You can configure a combination of the three fields (Name, Email, Phone number). You can also configure the message that shows on top of the Lead form from this page, along with the label for each of the collected fields.
This form is optional so your user can choose to not fill it and will continue receiving responses from the bot. You can also configure more advanced behavior for the lead form using the Actions tab.

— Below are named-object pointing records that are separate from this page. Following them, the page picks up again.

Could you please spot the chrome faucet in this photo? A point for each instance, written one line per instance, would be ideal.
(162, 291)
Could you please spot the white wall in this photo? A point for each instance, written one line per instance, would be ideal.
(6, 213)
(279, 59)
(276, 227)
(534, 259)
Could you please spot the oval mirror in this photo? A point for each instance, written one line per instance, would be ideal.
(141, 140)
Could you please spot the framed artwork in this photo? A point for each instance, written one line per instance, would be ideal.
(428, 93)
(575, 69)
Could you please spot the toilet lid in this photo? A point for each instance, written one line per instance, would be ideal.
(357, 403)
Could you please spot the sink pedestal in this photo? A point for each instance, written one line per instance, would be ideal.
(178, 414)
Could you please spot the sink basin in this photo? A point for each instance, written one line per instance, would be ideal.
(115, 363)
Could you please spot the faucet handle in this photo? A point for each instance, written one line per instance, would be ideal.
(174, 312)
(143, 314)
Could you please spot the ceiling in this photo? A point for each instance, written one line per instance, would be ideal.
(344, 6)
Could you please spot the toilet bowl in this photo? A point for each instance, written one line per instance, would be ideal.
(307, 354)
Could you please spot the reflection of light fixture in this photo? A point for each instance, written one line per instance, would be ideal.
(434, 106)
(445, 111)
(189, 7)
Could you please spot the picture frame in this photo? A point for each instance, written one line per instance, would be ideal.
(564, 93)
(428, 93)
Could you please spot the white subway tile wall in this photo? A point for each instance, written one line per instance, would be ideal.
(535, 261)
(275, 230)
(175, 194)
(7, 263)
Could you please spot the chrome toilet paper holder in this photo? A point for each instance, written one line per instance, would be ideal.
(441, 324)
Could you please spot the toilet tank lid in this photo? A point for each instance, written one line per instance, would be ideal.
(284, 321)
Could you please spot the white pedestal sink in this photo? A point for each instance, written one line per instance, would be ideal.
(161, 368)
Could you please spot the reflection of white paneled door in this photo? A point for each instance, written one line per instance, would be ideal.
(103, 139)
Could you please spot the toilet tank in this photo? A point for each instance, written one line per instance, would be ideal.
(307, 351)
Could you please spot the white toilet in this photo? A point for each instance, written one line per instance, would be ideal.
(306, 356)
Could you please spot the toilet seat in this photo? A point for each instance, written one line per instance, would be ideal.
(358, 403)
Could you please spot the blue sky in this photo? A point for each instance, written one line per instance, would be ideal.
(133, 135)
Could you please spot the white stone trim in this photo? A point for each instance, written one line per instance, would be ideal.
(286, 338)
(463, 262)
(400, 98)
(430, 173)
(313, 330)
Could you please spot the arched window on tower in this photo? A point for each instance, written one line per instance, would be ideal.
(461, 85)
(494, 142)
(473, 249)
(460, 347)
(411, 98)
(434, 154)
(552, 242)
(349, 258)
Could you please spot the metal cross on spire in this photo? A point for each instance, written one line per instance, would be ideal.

This is how the lead form appears in the chat :
Notifications
From this page, you can configure the notifications you get from the bot. You can either opt for getting one email per day that contains all the leads submitted for that day. You can also opt for another email that sends you a daily email with the conversations done on that day.
You can add multiple email addresses to receive these emails if needed
Webhooks
On this page, you can configure a webhook to trigger based on a selected action.
Currently, the available action is “lead submitted.” When a new lead is submitted through your bot’s lead form, our system automatically triggers the webhook.
The webhook sends a POST request to your chosen API, including the conversation ID and lead form data (name, email, and phone number).
You can use this to automate workflows with third-party tools by capturing the webhook and using it to send messages or perform other actions.